From Griffith's success in using this technique comes the chase scene and many other modern narrative approaches. The critic Tim Dirks adds to cross-cutting no less than 16 other ways in which Griffith was an innovator, ranging from his night photography to his use of the iris shot and color tinting. Certainly "Birth of a Nation" is a film of great visual beauty and narrative power.

It tells the story of the Civil War through the experiences of families from both North and South, shows the flowing of their friendship, shows them made enemies as the nation was divided, and in a battlefield scene has the sons of both families dying almost simultaneously.

It is unparalleled in its recreations of actual battles on realistic locations; the action in some scenes reaches for miles. For audiences at the time there would have been great interest in Griffith's attempts to reproduce historic incidents, such as the assassination of Lincoln, with exacting accuracy.

His recreation of Sherman's march through Georgia is so bloody and merciless that it awakened Southern passions all over again. The human stories of the leading characters have the sentiment and human detail we would expect of a leading silent filmmaker, and the action scenes are filmed with a fluid ease that seems astonishing compared to other films of the time. Griffith uses elevated shots to provide a high-angle view of the battlefields, and cuts between parallel actions to make the battles comprehensible; they are not simply big tableaux of action.

Yet when it comes to his version of the Reconstruction era, he tells the story of the liberation of the slaves and its aftermath through the eyes of a Southerner who cannot view African-Americans as possible partners in American civilization. In the first half of the film the black characters are mostly ignored in the background.

In the second half, Griffith dramatizes material in which white women are seen as the prey of lustful freed slaves, often urged on by evil white Northern carpetbaggers whose goal is to destroy and loot the South. The most exciting and technically accomplished sequence in the second half of the film is also the most disturbing, as a white family is under siege in a log cabin, attacked by blacks and their white exploiters, while the Ku Klux Klan rides to the rescue.

Meanwhile, Elsie Lillian Gish , the daughter of the abolitionist Senator Stoneman, fights off a sexual assault by Stoneman's mulatto servant Lynch. Stoneman has earlier told Lynch "you are the equal of any man here. But when he is told his daughter Elsie is the woman Lynch has in mind, Stoneman turns violent toward him--Griffith's way of showing that the abolitionists and carpetbaggers lied to the freed slaves, to manipulate them for greed and gain.

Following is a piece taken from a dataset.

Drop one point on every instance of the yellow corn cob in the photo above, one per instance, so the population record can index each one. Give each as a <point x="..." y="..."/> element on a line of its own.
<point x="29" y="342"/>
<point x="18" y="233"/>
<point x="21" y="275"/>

The long third act of the film is where the most offensive racism resides. There is no denying the effectiveness of the first two acts. The first establishes a bucolic, idealistic view of America before the Civil War, with the implication that the North should have left well enough alone.

The second involves unparalleled scenes of the war itself, which seem informed by the photographs of Matthew Brady and have an powerful realism and conviction.

Griffith has a sure hand in the way he cuts from epic shots of enormous scope to small human vignettes. He was the first director to understand instinctively how a movie could mimic the human ability to scan an event quickly, noting details in the midst of the larger picture. Many silent films moved slowly, as if afraid to get ahead of their audiences; Griffith springs forward eagerly, and the impact on his audiences was unprecedented; they were learning for the first time what a movie was capable of.

As slavery is the great sin of America, so "The Birth of a Nation" is Griffith's sin, for which he tried to atone all the rest of his life. So instinctive were the prejudices he was raised with as a 19th century Southerner that the offenses in his film actually had to be explained to him.

To his credit, his next film, "Intolerance," was an attempt at apology.